Le bûcher des vanités

Reste que Marguerite, aussi bancal soit-il, finit en beauté. Parce que le mensonge de chacun va les hanter longtemps, parce que tous ces hommes sont amoureux de cette femme formidable d’attachement, parce que, finalement, elle est la seule à percer le plafond de verre qui les étouffe, qui les accroche à leur vanité, leurs préjugés. Tous sont frustrés, incapables d’atteindre leurs rêves. Marguerite est absolutiste, prête à chanter devant un public, à pardonner, à aimer son mari toute sa vie. Son délire est peut-être dément, mais c’est aussi ce qui la rend différente et attirante. A vouloir la raisonner, on risque de tuer cette lumière unique qu’elle dégage. Car, certes, la musique est un des arts les plus intimes et les plus mystérieux, provoquant des émotions uniques chez chacun d’entre nous : alors entendre des airs d’opéra massacrés n’est pas forcément un plaisir. Chez Truffaut, on disait : « – Tu es si belle. Quand je te regarde, c'est une souffrance.
– Pourtant, hier tu disais que c'était une joie ?

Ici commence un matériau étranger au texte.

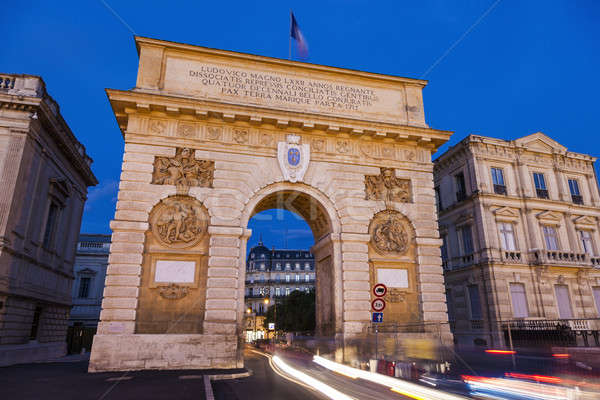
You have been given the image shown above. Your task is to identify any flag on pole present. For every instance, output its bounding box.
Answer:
[290,11,308,58]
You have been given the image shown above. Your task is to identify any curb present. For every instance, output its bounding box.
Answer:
[204,369,254,400]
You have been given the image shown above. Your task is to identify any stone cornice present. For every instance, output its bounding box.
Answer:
[106,89,452,152]
[134,36,427,87]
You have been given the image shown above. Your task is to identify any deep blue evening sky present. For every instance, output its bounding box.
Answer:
[0,0,600,253]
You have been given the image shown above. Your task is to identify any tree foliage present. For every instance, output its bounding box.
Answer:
[264,290,316,332]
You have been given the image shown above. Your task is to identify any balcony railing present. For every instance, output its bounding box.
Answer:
[0,76,16,89]
[571,194,583,205]
[535,189,549,199]
[494,185,506,195]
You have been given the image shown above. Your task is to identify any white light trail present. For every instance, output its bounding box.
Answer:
[313,356,466,400]
[272,356,354,400]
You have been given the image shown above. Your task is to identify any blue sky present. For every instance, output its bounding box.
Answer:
[0,0,600,247]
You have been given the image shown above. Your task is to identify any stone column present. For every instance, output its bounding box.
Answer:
[565,213,583,253]
[203,226,243,368]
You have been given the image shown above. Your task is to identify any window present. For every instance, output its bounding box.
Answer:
[579,231,594,256]
[509,283,529,318]
[446,289,455,321]
[467,285,482,320]
[433,186,444,211]
[569,179,583,204]
[492,168,506,194]
[554,285,573,319]
[78,277,92,299]
[542,226,558,250]
[592,286,600,316]
[454,172,467,201]
[440,235,448,266]
[43,203,58,249]
[460,225,473,256]
[533,172,548,199]
[498,222,517,251]
[29,306,42,340]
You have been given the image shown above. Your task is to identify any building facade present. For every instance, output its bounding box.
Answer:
[434,133,600,346]
[69,234,110,328]
[89,37,451,371]
[244,241,315,314]
[0,74,97,365]
[244,239,315,341]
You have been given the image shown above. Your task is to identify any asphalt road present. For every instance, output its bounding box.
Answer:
[0,361,215,400]
[212,348,418,400]
[212,349,324,400]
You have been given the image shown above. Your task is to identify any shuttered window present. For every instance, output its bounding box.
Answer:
[554,285,573,319]
[510,283,529,318]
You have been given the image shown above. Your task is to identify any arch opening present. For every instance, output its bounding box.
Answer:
[244,188,341,338]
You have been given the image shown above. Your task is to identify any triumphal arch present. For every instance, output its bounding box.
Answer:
[89,37,450,371]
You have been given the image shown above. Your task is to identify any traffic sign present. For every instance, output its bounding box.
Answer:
[371,313,383,323]
[371,298,385,311]
[373,283,387,297]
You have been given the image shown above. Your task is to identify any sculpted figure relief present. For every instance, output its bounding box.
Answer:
[365,168,411,203]
[370,211,412,254]
[152,147,215,187]
[150,196,208,248]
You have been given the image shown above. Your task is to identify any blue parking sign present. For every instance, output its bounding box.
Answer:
[371,313,383,323]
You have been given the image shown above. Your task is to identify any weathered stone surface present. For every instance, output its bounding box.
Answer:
[90,38,449,371]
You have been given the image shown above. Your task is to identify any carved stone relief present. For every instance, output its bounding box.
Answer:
[233,129,248,144]
[206,126,223,140]
[335,140,350,154]
[369,211,414,255]
[152,147,215,187]
[150,196,208,248]
[150,120,167,134]
[177,122,196,138]
[365,167,412,203]
[158,283,188,300]
[312,139,325,152]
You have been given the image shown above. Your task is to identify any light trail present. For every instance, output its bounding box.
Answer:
[251,350,356,400]
[313,356,466,400]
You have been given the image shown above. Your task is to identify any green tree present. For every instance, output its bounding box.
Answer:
[264,290,316,332]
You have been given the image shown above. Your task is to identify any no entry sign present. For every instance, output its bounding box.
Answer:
[373,283,387,297]
[371,299,385,311]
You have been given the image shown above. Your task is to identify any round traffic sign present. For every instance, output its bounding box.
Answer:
[371,299,385,311]
[373,283,387,297]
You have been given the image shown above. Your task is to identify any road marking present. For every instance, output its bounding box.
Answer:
[106,376,133,382]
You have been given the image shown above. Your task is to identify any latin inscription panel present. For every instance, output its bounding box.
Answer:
[154,260,196,283]
[163,57,406,123]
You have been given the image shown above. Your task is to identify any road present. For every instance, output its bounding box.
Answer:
[212,349,325,400]
[213,348,414,400]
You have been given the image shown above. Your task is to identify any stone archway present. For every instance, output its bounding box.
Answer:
[89,37,450,371]
[240,182,343,337]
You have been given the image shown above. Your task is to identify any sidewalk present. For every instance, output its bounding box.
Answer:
[0,355,245,400]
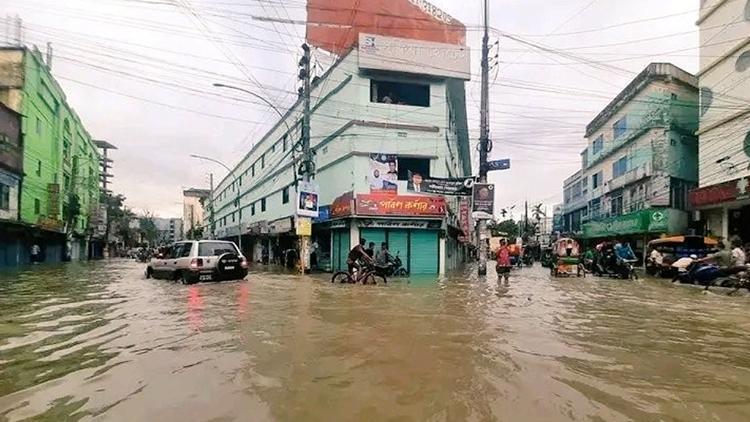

– C'est une joie et une souffrance.
» C’est exactement ce que l’on ressent face à Marguerite. Qu’est-ce-que la beauté finalement ? Celle qu’on nous dicte ? Le laid ne peut-il être beau ? La souffrance ne provoque-t-elle pas, parfois du plaisir ? La liberté n’est-elle pas supérieure à l’ordre (et donc l’imperfection supérieure à la perfection codée) ?

Comme le dit le personnage de Fau, « Le génie et le ridicule sont très proches vous savez ». Le film n’a rien de génial ni de ridicule. Il est bien trop engoncé dans un formalisme classique pour cela. Mais son personnage central, sa Marguerite, est précisément génial (d’insouciance) et ridicule (d’inconscience). Elle chantera juste une seule fois. Un état de grâce, le chant du cygne. Elle s’entendra une fois, de profil (sublime séquence, très courte). Un coup de grâce, un hors-champ un peu, beaucoup, passionnément tragique.